O cabelo vivo, além de ser uma clara referência à Medusa da mitologia grega, cujos cachos consistiam de pequenas cobras, explora de maneira animada o atributo físico não erótico mas sensual mais marcante da figura feminina: o cabelo. E se a figura mitológica convertia os humanos que olhassem para ela em pedra, a vilã mais perigosa das Meninas Superpoderosas deixou o Professor Utônio literalmente imóvel de tanto encantamento, e também figuradamente, pela passividade deste em relação às suas decisões.

O Porquê da Vilã

Dessa forma, esse episódio tão memorável da série fornece ao arquétipo de sombra frequente em madrastas mais uma representação, dentro de uma história infanto-juvenil de super-herói, muito marcante para a infância de quem cresceu com a série.

Pelo fato de as Meninas sequer possuírem uma mãe – já que foram concebidas de um experimento do Professor Utônio – os roteiristas encontraram um espaço pertinente para criação de uma história que desse às Meninas o papel social e narrativo equivalente ao dos heróis órfãos, e ao Professor o papel de homem solteiro, que dedicou a vida mais à ciência do que às relações interpessoais.

Infelizmente, muitos pais viúvos por aí sofrem desse estado preocupante de vulnerabilidade emocional que os tornam presas fáceis de criminosas sofisticadas, que valem-se não de máscaras, armas ou carros roubados, mas de sua simples habilidade de sedução e de aparente expressão de inocência, para destruir lares.

Essa alegoria, explorada de uma maneira genialmente leve, para uma produção infanto-juvenil, encontraria grande espaço para ser trabalhada de maneira mais adulta e visceral em um possível filme de suspense, terror e/ou fantasia que explorasse de maneira analogamente exagerada a figura da madrasta má, assim como o filme “Corra!” trabalhou a questão do racismo, por exemplo.

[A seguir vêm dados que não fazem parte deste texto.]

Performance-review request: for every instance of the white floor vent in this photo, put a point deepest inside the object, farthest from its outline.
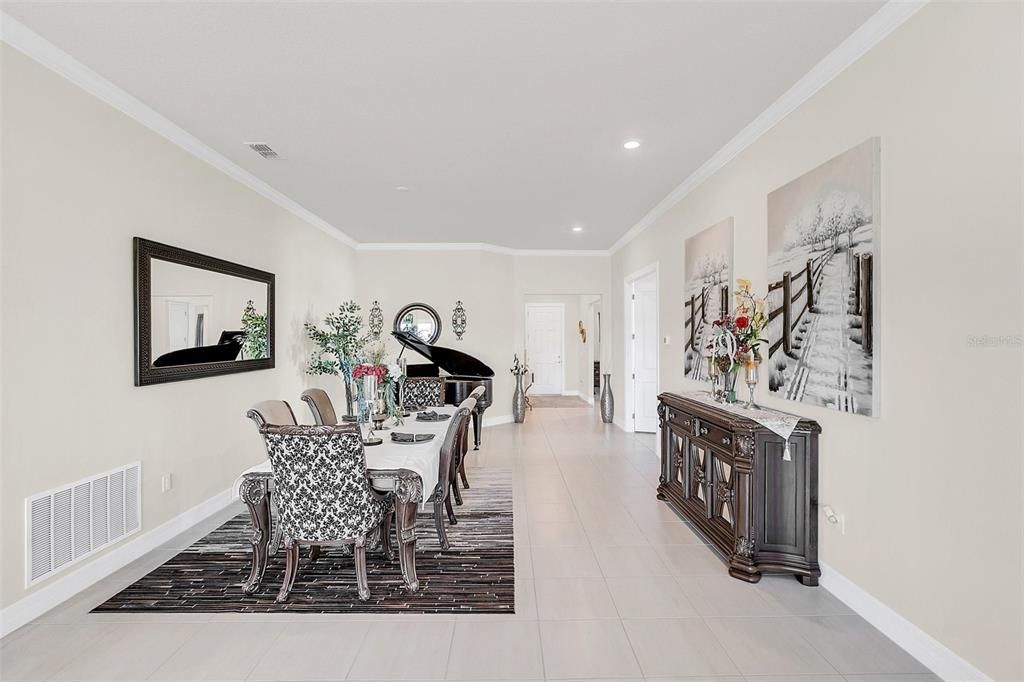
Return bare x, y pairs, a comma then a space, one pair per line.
69, 523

Essa é apenas uma dentre muitas leves sátiras sociais que esta incrível série apresentou, com a qual cativou nossas sensações na infância e pode açucarar nossa percepção enquanto adultos…

E nesse caso, um açúcar acompanhado de tempero e tudo o que há de bom… ah, além de uma alta dose do Elemento X, é claro…

OBS: O episódio pode ser encontrado no YouTube, nas versões original e dublada.